Offering Both Land-Based and Online Betting
Betting regulations are yet to be made by the state’s regulator, the Iowa Racing and Gaming Commission, and according to the available estimates, land-based sports betting operation could be launched by the time the new NFL season starts in September.
The debates between legislators in both state chambers were heated at moment, and Governor Reynolds successfully managed to keep her cards close to her chest. Her signature has made Iowa the fourth state to have – at least formally – made wagering on sports legal since the beginning of the year. Other three are Montana, Indiana and Tennessee, while the latter’s betting bill will become law without the Governor’s signature.
The state’s sports betting legislation brings a tax rate of 7.5%, with 6.75% taxation on betting revenue, plus a 0.75% representing a portion going to local charities. Under the provision of the new legislation, license fees are set at $45,000, while operators will have to pay renewal fees of $10,000, which is quite a reasonable figure.

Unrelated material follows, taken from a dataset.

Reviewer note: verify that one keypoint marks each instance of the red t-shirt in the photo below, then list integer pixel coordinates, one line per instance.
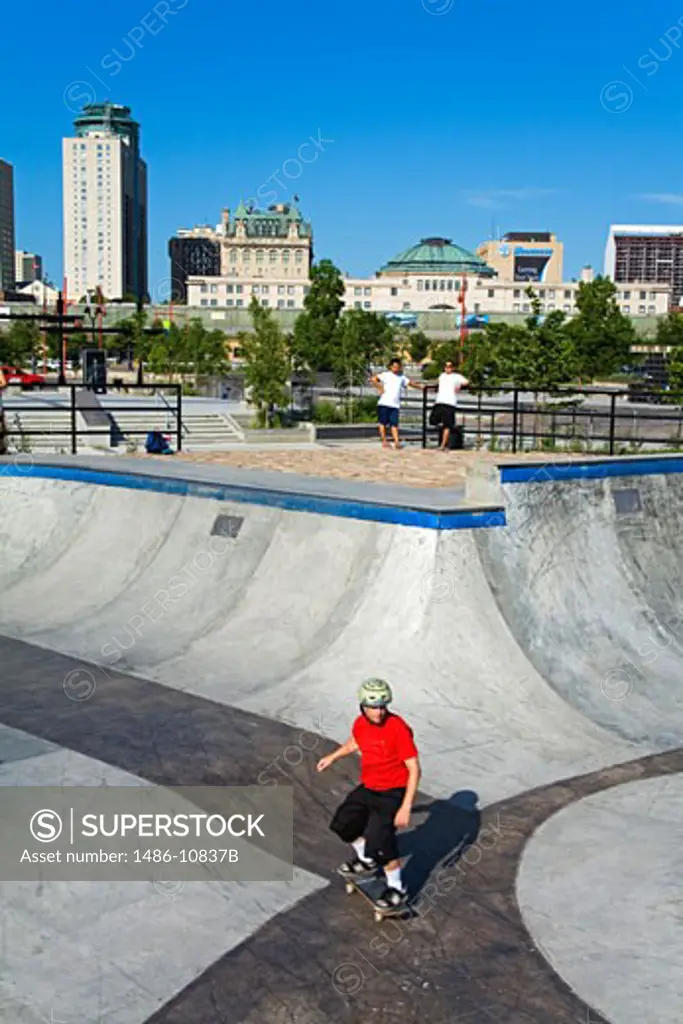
(384, 751)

Out-of-State Customers Can Play as Well
The Hawkeye State has already made initial forecasts about the share of betting proceeds on a yearly basis, which is set from $2.3 million and $4 million. Each of the sports betting licensees will be able to have two online wagering operations, which opens up plenty of opportunities for them to partner with online operators. Some of the casinos in Iowa have already formed such partnerships with William Hill and PointsBet.
Under the new sports betting legislation, customers from out of state will also be able to place their wagers online, but only if they meet two requirements. They will need to open an account at one of the casinos operating in Iowa, and they’ll be able to bet online only within the state’s borders. According to available information, the in-person registration will no longer be obligatory from 2021.
Governor Reynolds put her signature only one day before the anniversary of the historic decision made by the US Supreme Court, which overturned the controversial Professional and Amateur Sports Protection Act of 1992 (also known as PASPA). This move effectively put an end to a federal ban on sports betting, which had been in effect for more than two and a half decades.
Following the repeal of PASPA, a total of eight states have made wagering on sports legal, while many others are seriously considering to do so in the future. At this moment, it is really difficult to predict how many of them will decide to join the party until the next anniversary.